Of the 402 included RCTs, 10 were reported in two reviews; thus, 392 unique RCTs were assessed. Since the number of overlapping RCTs is so little (<2.5%), we based our analysis on the 402 RoB assessments. Moreover, the RoB assessments of the overlapping RCTs were often different between reviews (data not shown).
In total, 2,356 items were assessed (mean number of items per RCT 5.9, standard deviation 1.8).

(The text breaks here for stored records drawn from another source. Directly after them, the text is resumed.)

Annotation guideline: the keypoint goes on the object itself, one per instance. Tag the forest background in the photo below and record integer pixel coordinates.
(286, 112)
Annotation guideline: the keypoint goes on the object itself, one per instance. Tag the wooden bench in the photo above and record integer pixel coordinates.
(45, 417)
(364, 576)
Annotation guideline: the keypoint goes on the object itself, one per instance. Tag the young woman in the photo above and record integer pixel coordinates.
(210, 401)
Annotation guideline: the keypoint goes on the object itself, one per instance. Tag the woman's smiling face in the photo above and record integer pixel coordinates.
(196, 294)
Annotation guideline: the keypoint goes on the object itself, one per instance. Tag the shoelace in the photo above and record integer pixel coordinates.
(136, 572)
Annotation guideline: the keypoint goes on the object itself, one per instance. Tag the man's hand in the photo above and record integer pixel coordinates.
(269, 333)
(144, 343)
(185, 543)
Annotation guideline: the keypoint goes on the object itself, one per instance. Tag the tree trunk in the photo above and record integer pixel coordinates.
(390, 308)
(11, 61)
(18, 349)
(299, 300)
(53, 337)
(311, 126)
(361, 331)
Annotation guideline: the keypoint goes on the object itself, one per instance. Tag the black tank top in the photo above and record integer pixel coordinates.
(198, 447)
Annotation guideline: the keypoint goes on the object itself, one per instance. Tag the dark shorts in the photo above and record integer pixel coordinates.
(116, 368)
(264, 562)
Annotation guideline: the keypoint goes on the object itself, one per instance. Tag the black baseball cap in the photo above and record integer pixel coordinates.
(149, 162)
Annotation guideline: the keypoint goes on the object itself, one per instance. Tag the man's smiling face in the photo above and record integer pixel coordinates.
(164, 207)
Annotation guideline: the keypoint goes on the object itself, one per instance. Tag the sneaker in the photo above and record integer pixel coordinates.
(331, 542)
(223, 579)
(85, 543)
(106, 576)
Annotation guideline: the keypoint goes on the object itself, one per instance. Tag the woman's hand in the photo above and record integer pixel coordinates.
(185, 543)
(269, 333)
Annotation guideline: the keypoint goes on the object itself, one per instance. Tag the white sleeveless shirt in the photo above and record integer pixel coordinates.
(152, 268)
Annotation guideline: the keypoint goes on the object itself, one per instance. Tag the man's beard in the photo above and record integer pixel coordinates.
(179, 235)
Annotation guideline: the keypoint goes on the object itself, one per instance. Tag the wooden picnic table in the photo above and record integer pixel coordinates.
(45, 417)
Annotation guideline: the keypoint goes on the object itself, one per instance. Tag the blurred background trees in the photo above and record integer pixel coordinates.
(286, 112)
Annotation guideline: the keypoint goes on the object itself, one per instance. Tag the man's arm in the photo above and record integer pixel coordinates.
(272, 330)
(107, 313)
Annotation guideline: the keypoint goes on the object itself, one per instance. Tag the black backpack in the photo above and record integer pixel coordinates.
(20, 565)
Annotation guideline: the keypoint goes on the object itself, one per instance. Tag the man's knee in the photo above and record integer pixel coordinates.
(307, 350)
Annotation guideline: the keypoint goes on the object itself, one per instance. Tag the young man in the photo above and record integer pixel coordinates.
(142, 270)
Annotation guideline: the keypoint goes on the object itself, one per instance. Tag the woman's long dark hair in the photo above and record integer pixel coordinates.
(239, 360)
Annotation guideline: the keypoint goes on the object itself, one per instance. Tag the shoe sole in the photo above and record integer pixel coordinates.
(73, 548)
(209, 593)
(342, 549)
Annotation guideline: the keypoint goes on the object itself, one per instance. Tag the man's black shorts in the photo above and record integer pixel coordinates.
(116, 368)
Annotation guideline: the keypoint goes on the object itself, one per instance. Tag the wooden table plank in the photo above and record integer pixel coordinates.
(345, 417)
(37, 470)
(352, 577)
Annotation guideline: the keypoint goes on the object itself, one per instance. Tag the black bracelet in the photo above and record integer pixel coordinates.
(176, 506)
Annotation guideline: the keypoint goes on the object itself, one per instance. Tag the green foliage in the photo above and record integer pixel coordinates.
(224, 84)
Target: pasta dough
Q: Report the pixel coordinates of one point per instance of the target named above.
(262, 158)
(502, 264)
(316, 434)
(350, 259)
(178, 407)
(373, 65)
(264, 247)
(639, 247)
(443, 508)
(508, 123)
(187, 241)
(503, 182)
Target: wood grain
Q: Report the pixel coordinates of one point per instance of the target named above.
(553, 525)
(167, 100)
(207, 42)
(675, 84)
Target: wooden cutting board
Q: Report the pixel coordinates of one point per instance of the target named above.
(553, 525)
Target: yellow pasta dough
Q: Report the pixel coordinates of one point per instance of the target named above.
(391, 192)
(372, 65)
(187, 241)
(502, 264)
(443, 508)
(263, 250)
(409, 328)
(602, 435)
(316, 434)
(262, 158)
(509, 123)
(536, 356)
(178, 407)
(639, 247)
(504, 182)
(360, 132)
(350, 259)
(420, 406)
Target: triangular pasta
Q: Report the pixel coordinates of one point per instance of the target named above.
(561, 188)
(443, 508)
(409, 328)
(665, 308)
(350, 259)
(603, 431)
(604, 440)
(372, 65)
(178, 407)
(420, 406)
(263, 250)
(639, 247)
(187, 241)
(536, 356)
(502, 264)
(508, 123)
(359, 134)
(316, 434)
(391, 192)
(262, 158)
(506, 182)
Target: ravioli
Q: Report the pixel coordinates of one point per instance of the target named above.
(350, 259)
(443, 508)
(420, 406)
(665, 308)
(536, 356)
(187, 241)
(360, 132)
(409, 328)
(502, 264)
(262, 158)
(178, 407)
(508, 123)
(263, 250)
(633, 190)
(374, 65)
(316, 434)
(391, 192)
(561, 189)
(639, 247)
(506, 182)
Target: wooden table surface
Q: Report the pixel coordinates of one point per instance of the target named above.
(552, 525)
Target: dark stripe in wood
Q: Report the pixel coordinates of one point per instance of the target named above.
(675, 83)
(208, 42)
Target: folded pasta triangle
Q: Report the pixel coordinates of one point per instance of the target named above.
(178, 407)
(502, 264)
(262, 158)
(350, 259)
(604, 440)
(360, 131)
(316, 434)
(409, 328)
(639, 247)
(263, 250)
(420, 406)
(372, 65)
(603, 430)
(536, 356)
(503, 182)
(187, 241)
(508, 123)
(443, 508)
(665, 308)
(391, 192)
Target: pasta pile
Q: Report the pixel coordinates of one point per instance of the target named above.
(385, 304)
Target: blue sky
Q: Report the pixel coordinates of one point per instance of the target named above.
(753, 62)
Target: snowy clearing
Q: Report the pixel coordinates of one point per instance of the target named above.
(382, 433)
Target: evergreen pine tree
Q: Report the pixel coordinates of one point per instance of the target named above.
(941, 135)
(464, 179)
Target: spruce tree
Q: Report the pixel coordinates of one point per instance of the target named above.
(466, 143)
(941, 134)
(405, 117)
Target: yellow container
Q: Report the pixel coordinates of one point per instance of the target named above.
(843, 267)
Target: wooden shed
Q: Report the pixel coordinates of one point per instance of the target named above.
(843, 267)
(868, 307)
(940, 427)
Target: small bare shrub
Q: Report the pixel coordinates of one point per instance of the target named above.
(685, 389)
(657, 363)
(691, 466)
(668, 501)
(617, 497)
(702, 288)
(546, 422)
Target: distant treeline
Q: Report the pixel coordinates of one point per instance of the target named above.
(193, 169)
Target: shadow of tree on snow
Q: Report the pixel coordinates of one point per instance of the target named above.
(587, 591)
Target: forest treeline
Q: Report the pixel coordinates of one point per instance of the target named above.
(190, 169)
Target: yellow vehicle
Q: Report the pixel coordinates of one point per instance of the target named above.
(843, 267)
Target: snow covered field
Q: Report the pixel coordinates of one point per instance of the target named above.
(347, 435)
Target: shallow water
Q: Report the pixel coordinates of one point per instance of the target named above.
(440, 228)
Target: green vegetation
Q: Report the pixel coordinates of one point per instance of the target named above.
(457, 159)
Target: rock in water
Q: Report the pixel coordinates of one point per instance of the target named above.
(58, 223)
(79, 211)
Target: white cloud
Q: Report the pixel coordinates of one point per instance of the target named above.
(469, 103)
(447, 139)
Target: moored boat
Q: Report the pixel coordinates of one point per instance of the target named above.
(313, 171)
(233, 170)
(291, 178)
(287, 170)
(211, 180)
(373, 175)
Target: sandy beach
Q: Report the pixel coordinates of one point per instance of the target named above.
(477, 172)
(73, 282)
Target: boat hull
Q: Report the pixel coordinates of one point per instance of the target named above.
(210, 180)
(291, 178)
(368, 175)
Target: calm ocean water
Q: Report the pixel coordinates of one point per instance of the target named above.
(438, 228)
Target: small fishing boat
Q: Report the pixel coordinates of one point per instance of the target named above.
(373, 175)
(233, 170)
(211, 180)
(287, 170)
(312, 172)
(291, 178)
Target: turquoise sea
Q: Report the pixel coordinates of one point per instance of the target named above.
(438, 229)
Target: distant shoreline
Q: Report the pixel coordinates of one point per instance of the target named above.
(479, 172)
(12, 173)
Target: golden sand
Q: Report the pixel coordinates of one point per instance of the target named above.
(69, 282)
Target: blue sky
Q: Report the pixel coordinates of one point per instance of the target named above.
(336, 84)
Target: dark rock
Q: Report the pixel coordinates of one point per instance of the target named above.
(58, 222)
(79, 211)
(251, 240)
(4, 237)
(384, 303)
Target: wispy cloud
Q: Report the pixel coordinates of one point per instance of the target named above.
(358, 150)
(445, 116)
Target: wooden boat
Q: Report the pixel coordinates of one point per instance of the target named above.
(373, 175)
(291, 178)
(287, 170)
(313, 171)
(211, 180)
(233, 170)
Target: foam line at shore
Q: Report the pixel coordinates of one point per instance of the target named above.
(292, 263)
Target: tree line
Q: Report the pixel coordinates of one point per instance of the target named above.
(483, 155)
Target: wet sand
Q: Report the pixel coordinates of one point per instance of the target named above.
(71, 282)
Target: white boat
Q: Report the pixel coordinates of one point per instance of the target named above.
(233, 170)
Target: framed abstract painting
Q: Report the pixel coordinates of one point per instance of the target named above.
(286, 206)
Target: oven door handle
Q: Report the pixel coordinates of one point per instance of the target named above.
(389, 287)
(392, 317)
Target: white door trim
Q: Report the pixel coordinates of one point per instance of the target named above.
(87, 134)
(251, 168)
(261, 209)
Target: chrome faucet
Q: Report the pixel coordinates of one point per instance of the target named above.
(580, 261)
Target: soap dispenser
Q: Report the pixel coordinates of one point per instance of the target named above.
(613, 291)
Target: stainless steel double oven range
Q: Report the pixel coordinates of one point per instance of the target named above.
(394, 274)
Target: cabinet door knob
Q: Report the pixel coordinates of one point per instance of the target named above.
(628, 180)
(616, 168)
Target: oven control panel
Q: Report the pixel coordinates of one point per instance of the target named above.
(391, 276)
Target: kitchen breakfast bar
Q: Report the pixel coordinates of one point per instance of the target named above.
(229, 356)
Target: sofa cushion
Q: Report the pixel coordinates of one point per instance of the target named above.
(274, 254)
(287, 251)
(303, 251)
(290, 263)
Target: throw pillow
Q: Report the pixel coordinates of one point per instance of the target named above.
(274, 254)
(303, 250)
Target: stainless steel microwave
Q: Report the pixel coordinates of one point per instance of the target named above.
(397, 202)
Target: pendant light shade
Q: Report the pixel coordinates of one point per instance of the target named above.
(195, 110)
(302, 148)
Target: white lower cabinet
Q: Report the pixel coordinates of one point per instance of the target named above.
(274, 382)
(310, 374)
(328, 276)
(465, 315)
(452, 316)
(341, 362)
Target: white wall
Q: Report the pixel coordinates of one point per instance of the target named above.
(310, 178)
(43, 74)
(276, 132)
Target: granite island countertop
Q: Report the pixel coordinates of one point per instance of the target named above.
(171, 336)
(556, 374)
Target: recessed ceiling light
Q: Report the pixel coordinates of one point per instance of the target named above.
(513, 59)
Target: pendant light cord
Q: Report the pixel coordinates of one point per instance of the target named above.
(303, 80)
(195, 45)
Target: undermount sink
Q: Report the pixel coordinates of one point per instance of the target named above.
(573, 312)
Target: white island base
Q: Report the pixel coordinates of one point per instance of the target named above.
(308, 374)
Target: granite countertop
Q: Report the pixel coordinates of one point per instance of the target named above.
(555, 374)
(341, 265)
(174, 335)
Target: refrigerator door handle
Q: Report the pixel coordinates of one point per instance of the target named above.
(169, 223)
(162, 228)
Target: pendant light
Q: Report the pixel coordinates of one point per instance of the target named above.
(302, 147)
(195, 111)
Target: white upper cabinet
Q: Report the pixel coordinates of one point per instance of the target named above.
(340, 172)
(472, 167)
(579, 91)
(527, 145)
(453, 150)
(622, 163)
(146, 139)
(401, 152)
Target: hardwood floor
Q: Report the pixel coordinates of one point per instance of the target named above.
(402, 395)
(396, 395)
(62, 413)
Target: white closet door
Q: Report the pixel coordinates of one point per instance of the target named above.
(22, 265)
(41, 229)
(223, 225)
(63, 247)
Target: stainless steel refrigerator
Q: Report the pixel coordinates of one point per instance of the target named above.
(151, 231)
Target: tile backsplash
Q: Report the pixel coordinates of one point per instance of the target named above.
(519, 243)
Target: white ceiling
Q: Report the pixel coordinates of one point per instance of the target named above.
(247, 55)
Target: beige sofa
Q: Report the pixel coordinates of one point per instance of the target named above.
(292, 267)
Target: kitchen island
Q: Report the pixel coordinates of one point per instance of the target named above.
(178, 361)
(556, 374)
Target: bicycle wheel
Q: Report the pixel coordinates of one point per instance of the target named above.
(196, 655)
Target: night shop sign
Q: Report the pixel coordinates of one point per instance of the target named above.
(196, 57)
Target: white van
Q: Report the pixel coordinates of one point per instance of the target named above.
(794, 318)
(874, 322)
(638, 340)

As explained before, review authors used different versions of the Cochrane RoB tool, which resulted in a different total number of assessment per item. All items of the standard Cochrane RoB tool  were assessed more than 100 times: random sequence generation (n = 384), allocation concealment (n = 399), blinding of participants and personnel (n = 137), blinding of outcome assessment (n = 130), blinding (n = 227), incomplete outcome data (n = 345), selective reporting (n = 337) and other bias (n = 273). All other items were assessed <20 times (Additional file 2). For readability of the remainder of this paper, in our following analyses we only assessed the items from the standard Cochrane RoB tool . Together, these items constituted 2,232 (94.7%) of all 2,356 RoB assessments and therefore form a representative sample of our data. Thirty-six studies (9.0%) had a low RoB on all assessed items, and 208 studies (51.7%) had at least one item with a high RoB.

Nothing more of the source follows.